The Lighthouse

the lighthouse

06 April 2010

The 100-mile diet

The 100-mile diet: a year of local eating, by Alisa Smith & J.B. MacKinnon.

This is a book I highly recommend. By now, you've probably heard about, and may even be practicing the 100 mile diet -- a 'locavore'.

James and Alisa tell about a dinner they prepared with friends up at their wilderness cabin. There wasn't enough food on hand to feed everyone, so they headed outdoors, and gathered whatevers, prepared it on the spot, and had the best meal ever. That led them to contemplate what goes into a typical North American meal - the transportation, herbicides, pesticides, processing, packaging, preserving, storing. Would it be possible for them to live for a year on ingredients that were grown within a hundred miles of home? They lived in a small Vancouver apartment, so they wouldn't be able to grow their own produce, they would have to find farmers, fishermen, millers, orchard tenders, bee keepers and so on, locally.

Their book progresses chronologically through the year, alternating with Alisa writing one month, James the next. Each month tackles a new challenge such as storing potatoes, pickling cabbage, or finding a nut farm. But rather than being a straightforward diary, they include Canadian agricultural history, environmental facts, horticultural tidbits and so on. For instance, they tell us that Lord Somebody who was the overseer of colonial farmers in BC mandated what was grown and how. From the early days of settlement, the Europeans in BC brought their own seeds and cuttings, continuing their accustomed diet, not incorporating what the Native Americans were eating.

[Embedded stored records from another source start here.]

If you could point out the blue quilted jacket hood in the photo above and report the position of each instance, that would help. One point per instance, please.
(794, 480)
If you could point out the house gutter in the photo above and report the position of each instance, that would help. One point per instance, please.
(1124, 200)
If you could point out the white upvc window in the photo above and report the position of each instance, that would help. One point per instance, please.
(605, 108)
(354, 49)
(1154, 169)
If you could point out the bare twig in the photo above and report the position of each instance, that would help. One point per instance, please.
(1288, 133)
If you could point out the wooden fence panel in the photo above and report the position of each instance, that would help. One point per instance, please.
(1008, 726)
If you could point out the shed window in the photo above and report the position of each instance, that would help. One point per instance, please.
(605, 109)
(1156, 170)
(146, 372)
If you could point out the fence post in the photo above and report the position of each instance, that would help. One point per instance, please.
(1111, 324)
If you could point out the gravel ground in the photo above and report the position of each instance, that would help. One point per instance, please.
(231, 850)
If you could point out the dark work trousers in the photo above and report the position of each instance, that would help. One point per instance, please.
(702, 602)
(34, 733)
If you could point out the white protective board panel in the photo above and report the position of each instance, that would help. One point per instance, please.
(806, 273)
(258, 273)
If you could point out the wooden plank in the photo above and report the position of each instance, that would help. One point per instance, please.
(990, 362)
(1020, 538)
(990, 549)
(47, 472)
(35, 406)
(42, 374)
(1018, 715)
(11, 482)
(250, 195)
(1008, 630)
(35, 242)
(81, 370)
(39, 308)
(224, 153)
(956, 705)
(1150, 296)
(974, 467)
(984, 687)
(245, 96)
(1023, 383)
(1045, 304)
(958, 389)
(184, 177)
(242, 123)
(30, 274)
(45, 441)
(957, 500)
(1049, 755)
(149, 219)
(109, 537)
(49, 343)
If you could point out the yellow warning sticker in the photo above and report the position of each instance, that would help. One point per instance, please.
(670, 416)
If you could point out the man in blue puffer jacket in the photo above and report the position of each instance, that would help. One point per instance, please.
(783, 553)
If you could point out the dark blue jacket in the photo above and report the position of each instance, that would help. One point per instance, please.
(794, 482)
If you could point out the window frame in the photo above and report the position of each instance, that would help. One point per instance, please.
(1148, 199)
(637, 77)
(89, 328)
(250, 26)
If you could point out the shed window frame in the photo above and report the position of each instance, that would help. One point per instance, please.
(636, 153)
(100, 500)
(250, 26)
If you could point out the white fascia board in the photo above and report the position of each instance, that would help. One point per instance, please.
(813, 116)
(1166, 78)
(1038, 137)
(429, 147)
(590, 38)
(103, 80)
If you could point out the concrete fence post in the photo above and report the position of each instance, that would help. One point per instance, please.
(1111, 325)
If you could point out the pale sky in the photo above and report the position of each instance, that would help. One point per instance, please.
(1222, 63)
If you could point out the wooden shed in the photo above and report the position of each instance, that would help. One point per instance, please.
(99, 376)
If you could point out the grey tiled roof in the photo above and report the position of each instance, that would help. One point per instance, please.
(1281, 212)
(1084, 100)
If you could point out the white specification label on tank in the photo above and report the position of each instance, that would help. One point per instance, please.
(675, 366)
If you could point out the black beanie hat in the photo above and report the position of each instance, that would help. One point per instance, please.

And so began the editing of footstuffs grown or made available to the people. Knowing that Salt Spring Island alone, today, grows over 300 varieties of apples, that there are hundreds of kinds of tomatoes and so on... doesn't it make you a little upset that the super markets provide four sorts of each, and that none actually taste like they could?

Being environmentally responsible is a really big deal these days. I'm not a Green Nut by any stretch, though I am reasonably conscious of water consumption, garbage waste (I deplore over-packaging) and running errands efficiently. Before reading this book, I didn't consciously have a food plan relating to environmentalism. Now I am inspired for several reasons to embrace this concept of 100 miles: great-tasting food, nutrition, knowing precisely what is in my food and maybe even who produced it, and for the Peanuts to have greater awareness of where their food comes from and what it is, in its natural state.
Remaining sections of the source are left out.